Vinte segundos. O tempo em que as cores do meu país ultrapassam a todos. Somos o número um! Meu amigo, cujo crescimento acompanhei desde os 15, vence! Cansado, ele cumprimenta seus rivais, faz o sinal da cruz e finaliza apontando o dedo para cima. Uma dedicatória aos céus.
Destino ou acaso, os ciclos quadrienais dos grandes jogos influenciaram o seu trabalho. Atenas, 2004: o Comitê Paralímpico Brasileiro (CPB) convidou-o para fazer parte do grupo técnico de atletismo, prática que mais o atrai. Vários projetos e ações acadêmicas que realizou enquadraram-se nessa modalidade, além de ser o hobby preferido aos finais de semana. Pequim, 2008: mesmo lecionando em Florianópolis, decidiu mudar-se para a Baixada Santista, após ser aprovado no concurso para docente na Unifesp. Eram outras portas se abrindo.
Maracanaço! É o que eu posso dizer!

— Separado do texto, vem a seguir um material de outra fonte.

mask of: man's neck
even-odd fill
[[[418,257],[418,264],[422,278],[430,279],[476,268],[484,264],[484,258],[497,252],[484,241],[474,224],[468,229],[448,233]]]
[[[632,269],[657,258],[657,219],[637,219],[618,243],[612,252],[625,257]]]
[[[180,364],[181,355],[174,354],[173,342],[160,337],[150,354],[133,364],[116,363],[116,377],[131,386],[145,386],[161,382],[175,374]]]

Não consigo parar de gritar de tanto orgulho! De repente, não é que vejo uns policiais? Não, está tudo bem. Estou aqui com o pessoal! Você tem que entender, esse é o Alan Fonteles ganhando do maior atleta paralímpico, o Pistorius. Precisamos comemorar...

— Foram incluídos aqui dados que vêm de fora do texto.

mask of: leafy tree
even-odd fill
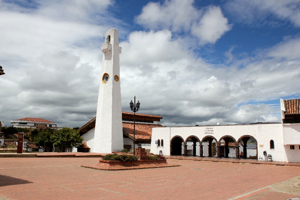
[[[35,137],[37,137],[37,136],[38,135],[38,129],[34,129],[31,131],[31,132],[30,133],[30,136],[31,137],[31,140],[32,141],[34,141]]]
[[[53,131],[48,129],[40,131],[34,139],[34,144],[37,146],[42,147],[43,151],[49,152],[53,145],[51,139],[53,133]]]
[[[83,140],[79,131],[65,127],[56,131],[51,137],[51,142],[54,146],[62,150],[66,148],[68,152],[71,152],[72,147],[78,147],[81,144]]]

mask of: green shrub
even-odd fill
[[[165,157],[161,155],[157,154],[153,156],[148,156],[149,160],[163,160],[165,159]]]
[[[108,154],[103,158],[104,160],[118,160],[123,162],[133,162],[138,160],[138,157],[126,154],[119,155],[117,153]]]

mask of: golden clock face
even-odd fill
[[[102,77],[102,83],[105,84],[108,82],[109,80],[109,76],[108,74],[105,73],[103,74],[103,77]]]

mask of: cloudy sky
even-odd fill
[[[0,0],[0,120],[94,117],[113,28],[123,111],[135,95],[166,126],[280,122],[300,98],[298,0]]]

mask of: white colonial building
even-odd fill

Londres, 2012, última Paralímpiada, uma cena marcante: a conquista de Alan Fonteles, jovem corredor brasileiro, morador do município de Ananindeua, foi importante, servindo de inspiração a ambos para enfrentar novos desafios. O técnico havia encontrado os seus. Hoje está envolvido na construção de projetos que pretende legar as gerações futuras. Um, material, com a criação do Centro de Treinamento Paralímpico em São Paulo, e outro, na produção científica, aplicada à rotina dos atletas do CPB, com a parceria da Unifesp. Uniu o útil ao agradável. Fora isso, a espera pelo tão falado 2016, quando o maior evento esportivo do mundo será realizado na cidade maravilhosa, o Rio de Janeiro.

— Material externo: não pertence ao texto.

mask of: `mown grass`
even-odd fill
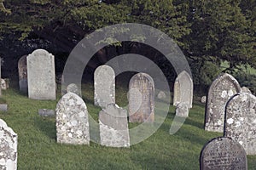
[[[83,98],[90,115],[96,121],[100,108],[93,105],[93,86],[83,86]],[[116,102],[127,105],[126,92],[117,88]],[[218,133],[203,129],[204,105],[195,102],[188,117],[174,135],[169,134],[174,107],[160,128],[148,139],[127,148],[109,148],[56,143],[55,120],[38,116],[38,109],[55,109],[55,101],[29,99],[15,88],[3,92],[9,105],[3,119],[18,133],[18,169],[199,169],[203,145]],[[61,98],[60,89],[58,99]],[[134,127],[136,125],[131,125]],[[248,169],[255,169],[256,156],[248,156]]]

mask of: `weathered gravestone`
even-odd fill
[[[20,91],[27,94],[26,56],[23,55],[18,62]]]
[[[54,55],[37,49],[26,58],[28,97],[33,99],[55,99]]]
[[[227,104],[224,136],[239,142],[247,155],[256,155],[256,97],[241,93]]]
[[[134,75],[129,82],[129,122],[154,121],[154,83],[146,73]]]
[[[0,169],[17,169],[18,136],[0,119]]]
[[[83,99],[73,93],[67,93],[56,106],[57,142],[89,144],[88,111]]]
[[[129,147],[130,137],[127,111],[115,104],[109,104],[99,114],[101,144]]]
[[[230,74],[220,75],[214,80],[208,91],[205,130],[224,132],[225,105],[240,91],[238,82]]]
[[[115,103],[115,74],[107,65],[96,68],[94,72],[94,104],[106,108]]]
[[[247,155],[242,146],[230,138],[219,137],[207,144],[201,152],[201,170],[247,170]]]

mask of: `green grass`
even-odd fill
[[[100,108],[93,105],[93,86],[83,86],[83,98],[89,113],[97,121]],[[127,90],[119,88],[116,100],[127,105]],[[18,133],[18,169],[199,169],[199,156],[203,145],[218,133],[203,129],[204,106],[194,104],[189,117],[174,135],[169,129],[174,117],[174,107],[158,131],[146,140],[129,149],[108,148],[90,142],[88,145],[56,143],[55,120],[42,117],[38,109],[55,109],[55,101],[29,99],[12,88],[3,91],[9,105],[3,119]],[[61,98],[60,90],[58,99]],[[131,124],[130,127],[137,126]],[[255,169],[256,156],[248,156],[248,169]]]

Além disso, ele cultiva suas paixões. Além da prática esportiva nas horas oportunas, é amante da internet e apreciador de qualquer estilo musical, de Pena Branca e Xavantinho a Beethoven. E, hoje, ele também é pai. Sua vida gira em torno do baixinho Vinícius e, a deste, em torno do esporte. São sete anos presenciando, lado a lado, treinos e campeonatos dos – carinhosamente chamados pelo filho –, titios.
Foram muitos jogos, quatro Paralímpiadas, 32 países visitados e amizades com pessoas inesquecíveis. São ocasiões que só o Educador Físico Futebol Clube poderia proporcionar, mas ele acredita que aconteceram apenas por estar no lugar certo e na hora certa. Não trocaria essa profissão por nada. Ela transformou sua vida, ensinando-o a valorizar mais o ser humano. “Todos têm sua capacidade, por piores que as situações possam parecer. As mudanças virão e serão fantásticas, basta estimulá-las para que elas aconteçam”, conclui o professor da vida, Ciro Winckler.